What is evaporation? Is it random which part of a liquid evaporates and which remains? Not quite. On the microscopic level it is, somewhat self-explanatory, the molecules which break past the surface that form the vapour. Now, in the liquid, as elsewhere, the molecules have a distribution of different kinetic energy values. The ones most likely to escape are those with the highest kinetic energy. When these are gone, the ones which stayed have, on average, lower kinetic energy. This energy is precisely the temperature - getting lower.

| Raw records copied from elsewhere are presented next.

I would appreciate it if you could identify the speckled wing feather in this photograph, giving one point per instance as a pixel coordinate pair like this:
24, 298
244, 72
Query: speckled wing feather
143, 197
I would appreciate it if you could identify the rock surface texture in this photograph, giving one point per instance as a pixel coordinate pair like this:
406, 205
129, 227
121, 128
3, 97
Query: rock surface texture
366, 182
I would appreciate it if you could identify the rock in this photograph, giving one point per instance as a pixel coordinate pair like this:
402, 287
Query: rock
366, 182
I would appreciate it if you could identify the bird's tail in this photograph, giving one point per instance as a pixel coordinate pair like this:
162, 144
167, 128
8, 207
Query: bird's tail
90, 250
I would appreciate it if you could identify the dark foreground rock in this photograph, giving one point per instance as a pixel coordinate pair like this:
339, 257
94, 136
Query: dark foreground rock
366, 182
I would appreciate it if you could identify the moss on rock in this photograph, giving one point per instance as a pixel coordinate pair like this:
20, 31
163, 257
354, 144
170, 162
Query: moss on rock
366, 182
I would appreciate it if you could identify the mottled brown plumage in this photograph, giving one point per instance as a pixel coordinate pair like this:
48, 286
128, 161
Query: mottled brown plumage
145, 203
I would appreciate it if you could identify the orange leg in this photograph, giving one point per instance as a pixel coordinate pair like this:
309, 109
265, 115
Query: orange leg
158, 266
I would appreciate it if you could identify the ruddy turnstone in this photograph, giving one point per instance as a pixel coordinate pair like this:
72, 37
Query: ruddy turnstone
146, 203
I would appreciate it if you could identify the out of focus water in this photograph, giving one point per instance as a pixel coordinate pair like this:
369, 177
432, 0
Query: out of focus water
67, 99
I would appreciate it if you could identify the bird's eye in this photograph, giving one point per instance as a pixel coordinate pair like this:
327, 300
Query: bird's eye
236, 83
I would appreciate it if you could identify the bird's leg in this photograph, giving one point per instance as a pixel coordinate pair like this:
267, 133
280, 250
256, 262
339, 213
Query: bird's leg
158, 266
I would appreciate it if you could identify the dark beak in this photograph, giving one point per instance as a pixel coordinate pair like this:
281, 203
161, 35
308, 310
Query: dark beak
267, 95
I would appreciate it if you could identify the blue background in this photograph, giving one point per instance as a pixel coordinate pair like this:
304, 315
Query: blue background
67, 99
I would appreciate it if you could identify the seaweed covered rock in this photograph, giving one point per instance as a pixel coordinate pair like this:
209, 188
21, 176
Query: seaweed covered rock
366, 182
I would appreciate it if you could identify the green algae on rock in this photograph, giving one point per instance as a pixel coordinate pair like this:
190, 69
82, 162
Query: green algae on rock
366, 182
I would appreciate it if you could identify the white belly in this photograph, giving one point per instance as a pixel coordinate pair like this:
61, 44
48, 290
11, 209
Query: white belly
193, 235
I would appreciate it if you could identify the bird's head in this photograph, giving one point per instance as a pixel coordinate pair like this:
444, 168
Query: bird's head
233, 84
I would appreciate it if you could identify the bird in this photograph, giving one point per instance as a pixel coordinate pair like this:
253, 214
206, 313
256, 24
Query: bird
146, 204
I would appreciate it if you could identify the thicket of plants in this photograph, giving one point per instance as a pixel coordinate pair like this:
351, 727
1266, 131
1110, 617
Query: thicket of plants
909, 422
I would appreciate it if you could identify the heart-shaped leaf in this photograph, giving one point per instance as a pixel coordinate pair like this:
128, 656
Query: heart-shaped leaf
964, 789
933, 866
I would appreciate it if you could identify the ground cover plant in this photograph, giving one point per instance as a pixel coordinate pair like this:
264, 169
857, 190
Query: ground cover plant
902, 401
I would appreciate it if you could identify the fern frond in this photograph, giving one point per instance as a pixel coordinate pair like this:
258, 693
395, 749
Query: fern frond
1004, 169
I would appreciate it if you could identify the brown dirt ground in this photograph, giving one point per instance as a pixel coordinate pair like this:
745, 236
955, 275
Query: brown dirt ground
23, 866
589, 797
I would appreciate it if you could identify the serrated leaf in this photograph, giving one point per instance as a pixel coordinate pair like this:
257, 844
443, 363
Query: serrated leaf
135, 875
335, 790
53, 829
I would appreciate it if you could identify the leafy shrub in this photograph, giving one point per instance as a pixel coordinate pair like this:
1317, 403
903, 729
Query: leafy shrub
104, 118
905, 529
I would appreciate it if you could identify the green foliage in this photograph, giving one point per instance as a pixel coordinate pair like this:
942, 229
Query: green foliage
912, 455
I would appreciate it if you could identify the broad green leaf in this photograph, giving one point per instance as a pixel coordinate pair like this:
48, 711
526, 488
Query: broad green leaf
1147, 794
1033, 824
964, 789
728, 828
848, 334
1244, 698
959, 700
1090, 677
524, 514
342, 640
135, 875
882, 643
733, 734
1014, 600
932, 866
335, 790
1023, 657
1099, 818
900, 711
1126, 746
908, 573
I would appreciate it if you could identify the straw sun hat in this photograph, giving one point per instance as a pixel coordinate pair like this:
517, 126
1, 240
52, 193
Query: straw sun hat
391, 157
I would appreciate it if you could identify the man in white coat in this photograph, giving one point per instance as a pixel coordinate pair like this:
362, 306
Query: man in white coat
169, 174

So, you'll have the higher-energy molecules turn to vapour, and the low ones - into ice. In 1g, those stay together at the bottom of the vessel. For a bit of 0-g speculation: depending on how big the cup is, and how violently it is thrown, I'd think these low-energy remnants can form larger or smaller ice crystals. Most will be vapour either way.
Assuming total darkness and a coffee temperature below the boiling point in space The coffee can only cool down by emitting radiation. If the coffee is thrown out hot or cold has the only difference that it takes a bit longer for the hot coffee to freeze than the cold coffee. If the space is dark and the coffee is given a lot of velocities it will get torn into small droplets and it will cool down and freeze. If the droplets are very small, almost immediately all heat will be radiated away. So if you can throw like spraying it will be a nice sight.
The radiation loss of the coffee will be the highest for large sheets of connected coffee. A flat sheet of coffee will radiate its heat away the fastest. So if you manage to throw a sheet of coffee out of the cup, you will see the sheet turning solid. The thinner the sheet the faster it freezes.
The frozen coffee will end up in thermodynamic equilibrium with the vacuum of space, reaching a shivering temperature of about 2.7(K).
The temperature of the water is below the boiling temperature on Earth. But in space this boiling temperature is lower. So if it has the boiling temperature of space it will be boiled to small droplets, causing a spray. No matter how you throw it. For lower temperatures, the above scenario suffices.